Liability Management at General Motors
HARVARD BUSINESS SCHOOL PUBLISHING
Posted: 18 Sep 1996
Date Written: Revised, June 6, 1995
SUBJECT AREAS: Liability management; financial engineering; derivatives; capital structure; corporate treasury.
CASE SETTING: 1992; global automobile maker, corporate treasury activities, automobile manufacturing.
In this case, an analyst at General Motors charged with managing the structure of the automaker's debt must decide whether and how to modify the interest rate exposure of the firm's most recent debt offering. The analyst must take into consideration GM's liability management policy guidelines, the firm's existing interest rate exposure, his expectations of interest rates, and the wide range of interest rate products available. He must decide whether to leave the fixed-rate instrument unchanged, or to enter into a swap, cap, interest rate option, or swap option transaction.
This case is used in the Corporate Financial Engineering elective in Harvard's MBA program, as well as in advanced corporate finance and risk management courses in other MBA programs. It has also been used extensively in executive education programs at HBS and elsewhere. The case can be used to discuss a variety of issues.
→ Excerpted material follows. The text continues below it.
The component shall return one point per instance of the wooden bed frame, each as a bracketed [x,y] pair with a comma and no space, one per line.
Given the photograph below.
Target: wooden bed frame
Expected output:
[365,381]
First, by analyzing the specific decision at-hand, students are introduced to a wide variety of interest rate management instruments, and can see how each of them will affect the incremental exposure brought about by the new borrowing by GM. Yet, this decision must be made in the context of the firm's overall liability management strategy and its existing portfolio, thereby encouraging students to analyze the logic of the firm's existing policies as well as their implementation. In particular, students are exposed to the tension between risk management and "active management" of the firm's exposures (i.e., attempting to speculate on the treasury staff's anticipation of movements in rates.)